Dans une communication publiée vendredi 14 août 2026, l’organisation souligne que l’épidémie d’Ebola intervient dans un contexte déjà marqué par le choléra, la rougeole, le paludisme et les conséquences des conflits armés au Nord-Kivu et au Sud-Kivu.

Selon MSF, la 17e vague d’Ebola survient alors que les affrontements répétés provoquent des déplacements de population, perturbent les campagnes de vaccination et compliquent l’accès à l’eau potable et aux structures de santé. La peur liée au virus pourrait également dissuader certains patients de se rendre dans les centres de soins, avec le risque d’aggraver des maladies pourtant évitables.

« Ebola est une urgence majeure, mais ce n’est pas la seule », explique Joshua Eckley, chef de programmes de MSF au Sud-Kivu. Selon lui, les populations continuent également de faire face aux maladies courantes, aux blessures liées aux combats et aux violences sexuelles.

Rougeole et choléra restent préoccupants

Les autres épidémies continuent de peser lourdement sur le système de santé. D’après les données officielles citées par MSF, plus de 108 643 cas suspects de rougeole, dont 1 394 décès, ont été enregistrés en RDC entre janvier et le 19 juillet 2026. Plus de 50 820 cas sont concentrés au Nord-Kivu et au Sud-Kivu.

Pour le choléra, le pays a enregistré plus de 35 464 cas suspects et 1 051 décès. Les deux provinces du Kivu comptent à elles seules 14 819 notifications.

MSF indique avoir mené six interventions contre des épidémies de rougeole au Nord et au Sud-Kivu. Ces opérations ont permis de traiter plus de 12 050 patients et de vacciner plus de 283 150 enfants.
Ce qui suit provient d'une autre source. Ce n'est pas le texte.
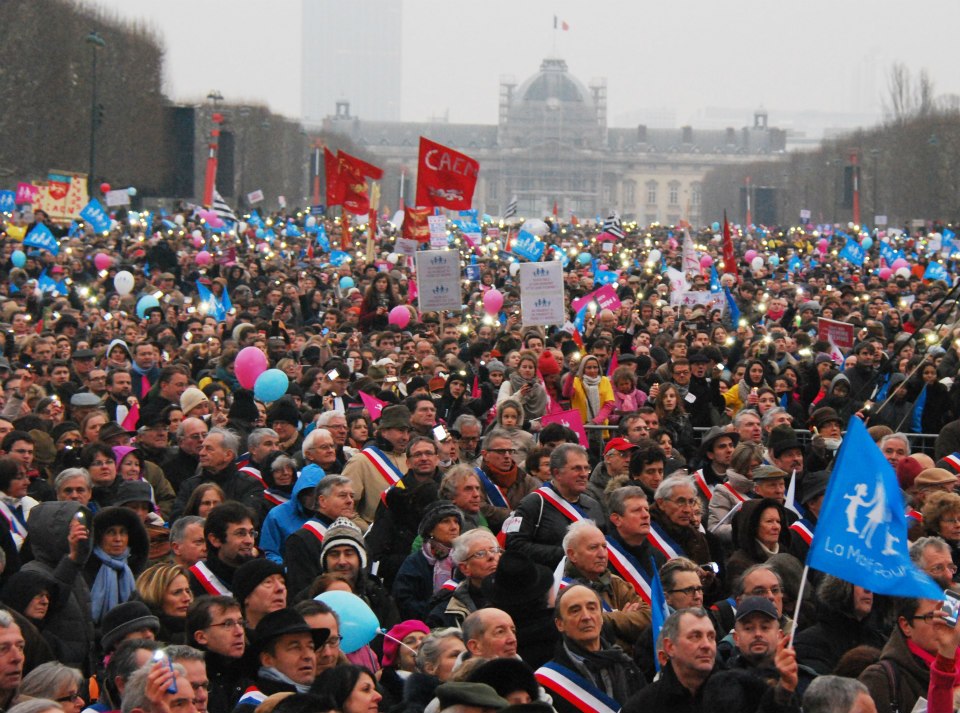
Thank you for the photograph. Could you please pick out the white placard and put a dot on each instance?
(438, 280)
(541, 293)
(121, 196)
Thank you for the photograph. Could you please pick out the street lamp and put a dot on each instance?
(95, 41)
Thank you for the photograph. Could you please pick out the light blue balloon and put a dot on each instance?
(271, 385)
(146, 302)
(358, 623)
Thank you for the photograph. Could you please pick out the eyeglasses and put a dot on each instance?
(229, 624)
(687, 591)
(483, 554)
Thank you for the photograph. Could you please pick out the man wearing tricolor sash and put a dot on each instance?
(587, 674)
(625, 614)
(539, 523)
(381, 464)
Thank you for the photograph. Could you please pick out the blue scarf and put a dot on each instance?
(113, 585)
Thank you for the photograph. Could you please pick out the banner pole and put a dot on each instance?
(796, 609)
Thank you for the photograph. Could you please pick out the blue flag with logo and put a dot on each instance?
(861, 533)
(96, 215)
(41, 237)
(659, 611)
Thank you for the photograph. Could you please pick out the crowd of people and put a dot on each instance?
(171, 542)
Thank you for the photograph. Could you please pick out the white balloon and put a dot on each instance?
(123, 282)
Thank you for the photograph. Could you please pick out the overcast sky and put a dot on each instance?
(692, 58)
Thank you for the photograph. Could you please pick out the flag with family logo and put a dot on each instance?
(861, 532)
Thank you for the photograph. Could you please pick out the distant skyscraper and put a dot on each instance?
(351, 53)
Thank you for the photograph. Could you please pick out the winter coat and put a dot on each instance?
(283, 520)
(70, 624)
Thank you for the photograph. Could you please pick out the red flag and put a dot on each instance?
(415, 224)
(334, 185)
(445, 178)
(729, 256)
(373, 405)
(353, 177)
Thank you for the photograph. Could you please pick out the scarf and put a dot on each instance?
(438, 555)
(591, 387)
(503, 478)
(271, 674)
(114, 583)
(535, 402)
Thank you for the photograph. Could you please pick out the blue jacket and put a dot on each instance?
(283, 520)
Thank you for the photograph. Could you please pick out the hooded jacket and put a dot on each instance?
(283, 520)
(70, 624)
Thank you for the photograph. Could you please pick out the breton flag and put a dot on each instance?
(222, 209)
(613, 225)
(511, 209)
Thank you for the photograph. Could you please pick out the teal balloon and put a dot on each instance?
(146, 302)
(358, 623)
(271, 385)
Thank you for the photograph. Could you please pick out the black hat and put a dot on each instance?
(436, 512)
(283, 409)
(280, 622)
(781, 440)
(517, 580)
(124, 619)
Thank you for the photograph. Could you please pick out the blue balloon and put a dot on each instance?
(271, 385)
(358, 623)
(146, 302)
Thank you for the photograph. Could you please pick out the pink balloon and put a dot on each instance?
(492, 302)
(250, 363)
(399, 316)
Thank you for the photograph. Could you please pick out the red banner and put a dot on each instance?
(445, 178)
(415, 224)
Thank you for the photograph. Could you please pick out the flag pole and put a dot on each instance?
(796, 609)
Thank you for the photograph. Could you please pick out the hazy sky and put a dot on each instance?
(694, 58)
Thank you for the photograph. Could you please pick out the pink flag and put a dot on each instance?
(130, 421)
(571, 419)
(373, 405)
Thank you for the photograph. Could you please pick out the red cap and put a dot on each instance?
(618, 444)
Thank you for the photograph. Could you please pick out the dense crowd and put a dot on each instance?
(403, 527)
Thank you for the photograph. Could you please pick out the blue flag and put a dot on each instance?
(41, 237)
(659, 611)
(861, 533)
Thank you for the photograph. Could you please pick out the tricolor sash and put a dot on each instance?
(804, 528)
(209, 581)
(383, 465)
(316, 528)
(575, 689)
(659, 538)
(495, 495)
(628, 568)
(252, 697)
(703, 485)
(17, 528)
(567, 509)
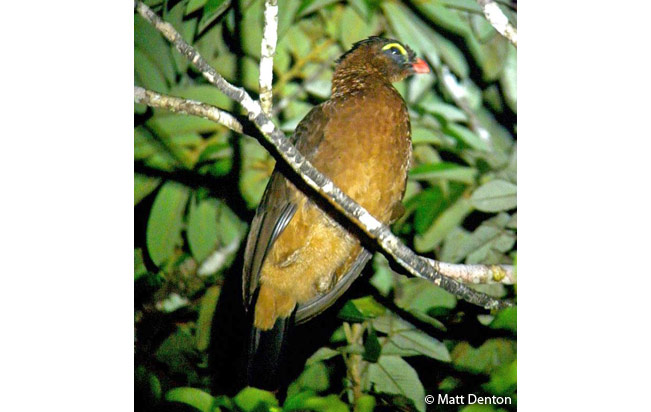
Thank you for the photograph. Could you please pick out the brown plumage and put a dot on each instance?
(359, 138)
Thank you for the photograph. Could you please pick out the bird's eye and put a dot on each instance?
(395, 49)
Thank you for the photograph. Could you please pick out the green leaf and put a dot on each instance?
(203, 231)
(358, 310)
(383, 277)
(437, 107)
(487, 358)
(495, 196)
(321, 355)
(427, 205)
(451, 55)
(151, 42)
(194, 5)
(212, 10)
(467, 136)
(509, 79)
(139, 268)
(193, 397)
(506, 319)
(309, 6)
(453, 246)
(166, 221)
(448, 220)
(392, 374)
(365, 403)
(148, 72)
(491, 235)
(142, 186)
(405, 339)
(372, 347)
(206, 311)
(444, 170)
(353, 28)
(504, 380)
(306, 401)
(422, 295)
(171, 125)
(250, 399)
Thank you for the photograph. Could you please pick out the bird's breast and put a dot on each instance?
(366, 149)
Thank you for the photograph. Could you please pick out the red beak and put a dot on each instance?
(420, 66)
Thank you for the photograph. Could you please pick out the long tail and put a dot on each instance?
(267, 351)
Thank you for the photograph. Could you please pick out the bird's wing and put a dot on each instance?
(279, 203)
(317, 305)
(277, 208)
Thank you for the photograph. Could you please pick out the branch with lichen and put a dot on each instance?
(301, 169)
(498, 20)
(268, 49)
(476, 274)
(186, 106)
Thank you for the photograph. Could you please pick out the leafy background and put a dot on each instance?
(197, 184)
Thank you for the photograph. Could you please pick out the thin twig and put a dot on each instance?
(476, 274)
(268, 49)
(374, 229)
(498, 20)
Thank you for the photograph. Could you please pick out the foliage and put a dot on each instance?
(197, 184)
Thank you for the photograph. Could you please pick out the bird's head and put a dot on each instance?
(387, 57)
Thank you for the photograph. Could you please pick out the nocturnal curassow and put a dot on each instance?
(298, 259)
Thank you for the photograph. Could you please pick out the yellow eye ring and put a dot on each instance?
(396, 46)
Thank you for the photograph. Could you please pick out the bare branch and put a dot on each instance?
(498, 20)
(374, 229)
(186, 106)
(268, 49)
(476, 274)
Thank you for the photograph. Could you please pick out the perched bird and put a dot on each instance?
(298, 259)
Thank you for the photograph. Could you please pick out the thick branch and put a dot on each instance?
(388, 242)
(185, 106)
(268, 49)
(498, 20)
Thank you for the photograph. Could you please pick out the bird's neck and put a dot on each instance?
(353, 79)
L’organisation poursuit également sa réponse au choléra à Bukavu et Shabunda, tandis que ses équipes ont été mobilisées à Goma lors d’une flambée entre mai et début août 2026. Plus de 2 410 patients y ont été pris en charge dans les structures soutenues par MSF.

Le risque de voir d’autres crises s’aggraver

Alors que la maladie à virus Ebola mobilise l’attention des acteurs humanitaires en République démocratique du Congo, Médecins Sans Frontières (MSF) appelle à maintenir les soins et les financements destinés aux autres urgences sanitaires.

MSF alerte également sur la situation du paludisme, principale cause de morbidité en RDC. L’organisation s’inquiète notamment d’une possible diminution des financements destinés à cette maladie au Nord-Kivu.

« Nous risquons de voir diminuer les moyens consacrés à la maladie qui tue pourtant le plus dans cette région », avertit le Dr Yvan Mbangi, coordinateur médical adjoint de MSF à Goma.

Face à la multiplication des besoins et à la baisse des financements humanitaires, MSF appelle les autorités, les bailleurs et les organisations humanitaires à renforcer leur soutien afin de garantir la continuité des soins. Pour l’organisation, la lutte contre Ebola ne doit pas se faire au détriment des autres urgences sanitaires qui touchent déjà les populations de l’Est de la RDC.